Vakia Suresi 19
Lâ yusaddeûne anhâ ve lâ yunzifûn(yunzifûne).
1. lâ yusaddeûne : başları ağrımaz
2. an-hâ : ondan
3. ve lâ yunzifûne : ve sarhoş olmazlar
İmam İskender Ali Mihr : Ondan (o şaraptan) başları ağrımaz ve sarhoş olmazlar.
Diyanet İşleri : (17-21) Ebediyen genç kalan uşaklar, onların etrafında; içmekle başlarının dönmeyeceği ve sarhoş olmayacakları, cennet pınarından doldurulmuş sürahileri, ibrikleri ve kadehleri, beğendikleri meyveleri ve arzu ettikleri kuş etlerini dolaştırırlar.
Abdulbaki Gölpınarlı : O şaraptan başları da ağrımaz ve sarhoş da olmazlar.
Adem Uğur : Bu şaraptan ne başları ağrıtılır, ne de akılları giderilir.
Ahmed Hulusi : Ne başları ağrır ondan ne de şuurları bulanır!
Ahmet Tekin : İçtikçe lezzetleri eksilmez, toplumları perişan edilmez, başları ağrımaz, sarhoş olmazlar, akıllarına zarar gelmez, içtikleri de tükenmez.
Ahmet Varol : Ondan dolayı ne başları ağrıtılır ne de akılları giderilir.
Ali Bulaç : Ki bundan ne başlarını bir ağrı tutar, ne de kendilerinden geçip akılları çelinir.
Ali Fikri Yavuz : Ondan başları ağrımaz, sarhoş da olmazlar...
Bekir Sadak : (17-21) Olumsuz gencler yanlarinda, bas agrisi ve donmesi vermeyen bembeyaz bir kaynaktan doldurulmus kaseler, ibrikler, kadehler; sececekleri meyveler, arzulayacaklari kus eti ile dolasirlar.
Celal Yıldırım : Ondan ne başlan ağırır, ne de başdönmesi ve bitkinlik meydana gelir.
Diyanet İşleri (eski) : (17-21) Ölümsüz gençler yanlarında, baş ağrısı ve dönmesi vermeyen bembeyaz bir kaynaktan doldurulmuş kaseler, ibrikler, kadehler; seçecekleri meyveler, arzulayacakları kuş eti ile dolaşırlar.
Diyanet Vakfi : Bu şaraptan ne başları ağrıtılır, ne de akılları giderilir.
Edip Yüksel : Ne ara verirler ne de yorulurlar.
Elmalılı Hamdi Yazır : Ne başları ağrıtılır ondan ne de irer zevâle
Elmalılı (sadeleştirilmiş) : bu içkiden ne başları ağrıtılır ne de içtiklerini tüketirler.
Elmalılı (sadeleştirilmiş - 2) : Ondan ne başları ağrıtılır, ne de akılları giderilir.
Fizilal-il Kuran : Bu içki ne başlarını ağrıtır, ne de sarhoş eder.
Gültekin Onan : Ki bundan ne başlarını bir ağrı tutar, ne de kendilerinden geçip akılları çelinir.
Hasan Basri Çantay : Ki bundan baş ağrısına uğratılmayacaklar) gibi akılları da giderilmez.
Hayrat Neşriyat : Ondan (o şarabdan) ne başları ağrıtılır, ne de sarhoş olurlar!
İbni Kesir : Ondan baş ağrısına uğratılmayacakları gibi, akılları da giderilmez.
Muhammed Esed : ne kafalarını dumanlayan ne de onları sarhoş eden (bir su)
Ömer Nasuhi Bilmen : (19-20) Onlardan baş ağrısına uğramazlar ve akıllarını da gidermiş olmazlar.
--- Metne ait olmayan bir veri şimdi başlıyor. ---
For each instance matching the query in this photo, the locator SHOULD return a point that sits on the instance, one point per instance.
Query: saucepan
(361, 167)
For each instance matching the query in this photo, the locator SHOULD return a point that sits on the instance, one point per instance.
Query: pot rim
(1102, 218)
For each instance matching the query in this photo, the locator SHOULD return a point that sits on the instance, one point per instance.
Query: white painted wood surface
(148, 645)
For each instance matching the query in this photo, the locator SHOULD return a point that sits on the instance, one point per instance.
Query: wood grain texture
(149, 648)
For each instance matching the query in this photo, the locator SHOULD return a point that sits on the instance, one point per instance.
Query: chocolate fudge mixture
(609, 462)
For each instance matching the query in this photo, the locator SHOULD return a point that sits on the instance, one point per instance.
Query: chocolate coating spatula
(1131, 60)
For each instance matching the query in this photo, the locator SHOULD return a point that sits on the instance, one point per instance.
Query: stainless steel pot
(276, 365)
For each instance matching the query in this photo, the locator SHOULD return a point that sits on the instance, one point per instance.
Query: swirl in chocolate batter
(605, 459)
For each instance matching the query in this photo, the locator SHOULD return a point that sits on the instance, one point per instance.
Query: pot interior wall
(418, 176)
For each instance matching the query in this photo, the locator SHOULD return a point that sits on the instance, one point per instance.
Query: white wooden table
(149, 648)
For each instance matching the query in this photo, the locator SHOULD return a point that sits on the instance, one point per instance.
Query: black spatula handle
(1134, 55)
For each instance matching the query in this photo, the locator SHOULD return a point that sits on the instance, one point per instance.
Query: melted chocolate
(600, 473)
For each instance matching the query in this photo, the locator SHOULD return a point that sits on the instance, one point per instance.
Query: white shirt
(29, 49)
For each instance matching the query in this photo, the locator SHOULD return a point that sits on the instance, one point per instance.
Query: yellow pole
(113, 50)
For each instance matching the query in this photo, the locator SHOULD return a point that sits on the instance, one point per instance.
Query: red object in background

Ve (o hizmetçiler) ehl-i Cennet`in ihtiyar ettikleri meyveler ile (dolaşırlar).
Ömer Öngüt : Bu şaraptan ne başları ağrıtılır ne de akılları giderilir.
Şaban Piriş : Baş ağrısı vermeyen ve sersemleştirmeyen ..
Suat Yıldırım : Bu içkiden ötürü baş ağrısı çekmezler, sarhoş da olmazlar.
Süleyman Ateş : (Bir şarap ki) Ondan ne başları ağrıtılır, ne de akılları giderilir.
Tefhim-ul Kuran : Ki bundan ne başlarını bir ağrı tutar, ne de kendilerinden geçip akılları çelinir.
Ümit Şimşek : O şaraptan ne başları ağrır, ne sarhoş olurlar.
Yaşar Nuri Öztürk : Ne başları döner ondan ne de akılları karışır.